Kudos to Rosetta Stone for its fine PR work. It was able to get a number of major media outlets to cover its lawsuit against Google alleging trademark infringement and related claims for Google’s AdWords practices, even though by my count this is merely the 9th pending lawsuit and these lawsuits are becoming a near-daily routine.
Obviously, I’m suffering a little ennui on this topic. Another trademark owner doesn’t like Google’s AdWords practices and decided to sue in court. And in other breaking news, the sun rose in the east and set in the west today.
How routine has this become? Rosetta Stone’s law firm is Gibson Dunn, which includes Terence Ross on the team. Terence lost some of the early WhenU keyword ad cases including the once-seminal 1-800 Contacts v. WhenU ruling. He also sued and procured a settlement from Google on behalf of American Airlines. Gibson Dunn’s team also has a pending lawsuit against Yahoo on behalf of American Airlines. I haven’t put all of Gibson Dunn’s complaints side-by-side, but I have observed over the years that they have mastered the skill of cloning-and-revising–right down to recycling a stock phrase that might become Terence Ross’ signature line (and perhaps his trademark some day?) that the plaintiff “does not bring this lawsuit lightly.” (Para. 6 of the complaint; compare Para. 6 of the AA v. Google and AA v. Yahoo complaints). I’m glad Gibson Dunn’s clients don’t sue lightly. I wish all lawyers could say the same of their clients. Then again, at the lofty fees I suspect their clients are paying for the firm’s services, this statement is probably the one assertion in the complaint that no one–not even Google or the judge–could possibly dispute.

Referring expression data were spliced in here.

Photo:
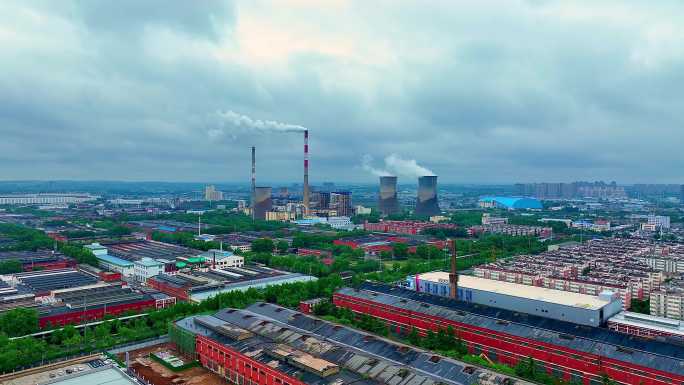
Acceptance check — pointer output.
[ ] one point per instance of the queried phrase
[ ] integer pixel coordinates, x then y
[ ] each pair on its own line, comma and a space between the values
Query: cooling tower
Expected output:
263, 202
387, 202
426, 203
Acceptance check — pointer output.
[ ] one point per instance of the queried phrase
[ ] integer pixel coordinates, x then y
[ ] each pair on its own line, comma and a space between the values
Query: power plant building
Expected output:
262, 202
387, 202
426, 202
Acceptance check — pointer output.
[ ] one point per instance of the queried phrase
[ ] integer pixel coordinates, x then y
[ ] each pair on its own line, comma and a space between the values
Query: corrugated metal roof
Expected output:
649, 353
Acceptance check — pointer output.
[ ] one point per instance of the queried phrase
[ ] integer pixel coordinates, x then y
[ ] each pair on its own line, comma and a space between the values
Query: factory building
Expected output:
511, 203
405, 227
387, 199
211, 194
341, 202
571, 307
269, 344
426, 202
200, 285
45, 199
116, 264
574, 353
263, 202
146, 268
41, 259
644, 325
89, 303
220, 259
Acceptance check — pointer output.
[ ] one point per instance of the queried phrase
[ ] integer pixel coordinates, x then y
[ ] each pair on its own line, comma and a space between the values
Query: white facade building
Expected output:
37, 199
147, 268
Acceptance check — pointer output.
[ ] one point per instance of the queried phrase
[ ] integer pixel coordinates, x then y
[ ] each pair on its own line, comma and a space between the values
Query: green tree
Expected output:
19, 322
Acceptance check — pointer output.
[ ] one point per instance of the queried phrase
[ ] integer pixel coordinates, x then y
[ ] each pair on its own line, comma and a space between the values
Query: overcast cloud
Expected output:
475, 91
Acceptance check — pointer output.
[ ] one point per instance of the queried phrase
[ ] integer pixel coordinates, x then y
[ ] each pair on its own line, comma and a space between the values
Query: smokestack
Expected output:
306, 173
253, 180
426, 202
453, 275
387, 202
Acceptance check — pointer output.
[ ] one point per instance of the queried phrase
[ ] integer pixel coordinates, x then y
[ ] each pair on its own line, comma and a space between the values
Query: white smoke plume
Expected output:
229, 121
395, 165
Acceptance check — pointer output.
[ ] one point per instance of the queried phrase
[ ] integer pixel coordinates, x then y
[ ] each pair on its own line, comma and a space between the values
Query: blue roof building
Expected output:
511, 203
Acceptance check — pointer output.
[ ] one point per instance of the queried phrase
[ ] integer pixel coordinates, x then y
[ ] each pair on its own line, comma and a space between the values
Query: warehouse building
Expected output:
572, 352
136, 250
41, 259
200, 285
81, 304
116, 264
41, 283
565, 306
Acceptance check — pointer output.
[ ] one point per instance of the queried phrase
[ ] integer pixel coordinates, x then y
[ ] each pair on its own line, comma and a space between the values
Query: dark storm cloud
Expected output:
476, 92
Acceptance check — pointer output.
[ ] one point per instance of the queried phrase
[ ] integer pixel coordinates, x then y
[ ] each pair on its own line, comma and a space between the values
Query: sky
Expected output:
472, 91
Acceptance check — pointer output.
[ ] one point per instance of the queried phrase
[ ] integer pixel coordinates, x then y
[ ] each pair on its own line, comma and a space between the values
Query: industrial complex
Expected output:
268, 344
573, 352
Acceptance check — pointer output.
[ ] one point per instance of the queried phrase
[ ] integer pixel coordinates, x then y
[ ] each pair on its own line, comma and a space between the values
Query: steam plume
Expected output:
230, 121
395, 165
407, 167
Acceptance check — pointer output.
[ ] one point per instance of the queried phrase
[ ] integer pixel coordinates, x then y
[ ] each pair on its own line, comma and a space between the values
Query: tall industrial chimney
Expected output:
426, 202
305, 197
263, 202
387, 202
253, 180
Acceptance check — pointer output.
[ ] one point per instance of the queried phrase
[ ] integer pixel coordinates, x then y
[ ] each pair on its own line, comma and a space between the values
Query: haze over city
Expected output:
338, 192
477, 92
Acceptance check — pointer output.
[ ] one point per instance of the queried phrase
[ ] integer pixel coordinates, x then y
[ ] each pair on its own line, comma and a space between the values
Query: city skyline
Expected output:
485, 93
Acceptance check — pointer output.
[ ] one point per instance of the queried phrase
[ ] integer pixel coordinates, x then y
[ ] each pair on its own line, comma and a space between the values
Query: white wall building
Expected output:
659, 221
147, 267
223, 259
27, 199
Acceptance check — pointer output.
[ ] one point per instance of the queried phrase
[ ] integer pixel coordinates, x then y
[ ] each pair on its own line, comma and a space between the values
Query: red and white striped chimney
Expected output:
306, 173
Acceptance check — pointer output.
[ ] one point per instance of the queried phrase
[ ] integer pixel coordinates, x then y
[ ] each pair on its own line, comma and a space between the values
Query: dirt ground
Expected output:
157, 374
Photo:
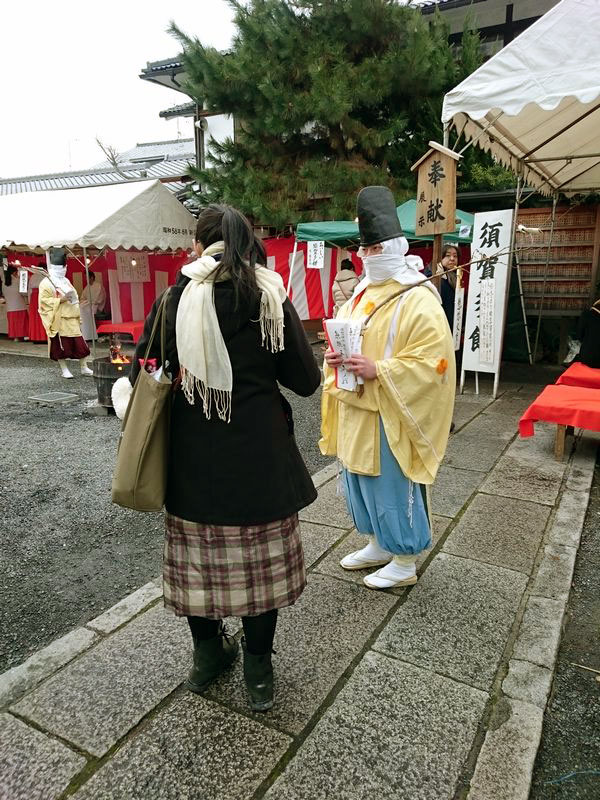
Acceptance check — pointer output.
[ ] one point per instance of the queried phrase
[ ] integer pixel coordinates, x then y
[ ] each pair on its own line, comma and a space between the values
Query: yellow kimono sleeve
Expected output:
48, 307
417, 387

As a partially cloned-and-revised complaint, it shouldn’t surprise you that this complaint doesn’t break much new ground. See my deconstruction of the American Airlines v. Google complaint–because many of the provisions were recycled, my commentary of that complaint applies almost in toto. However, a couple of small points that did jump out at me from this complaint:
* Rosetta Stone has some really, really weak trademarks. “Global Traveler”??? “Language Library”??? “The fastest way to learn a language. Guaranteed”??? Are you serious?
* Among the keyword advertisers that Rosetta Stone complains about are retailers who sell both Rosetta Stone and other language products. Whoa. I’ll be interested to see how Rosetta Stone gets around the First Sale doctrine for those advertisers.
Two concluding thoughts
* Is it time for these 9+ lawsuits to be consolidated in a multi-district litigation yet? From my perspective, that seems inevitable, but I’m not much of an expert on the procedural aspects of MDLs.
* Any predictions on whether another trademark lawsuit over AdWords will be filed in the month of July?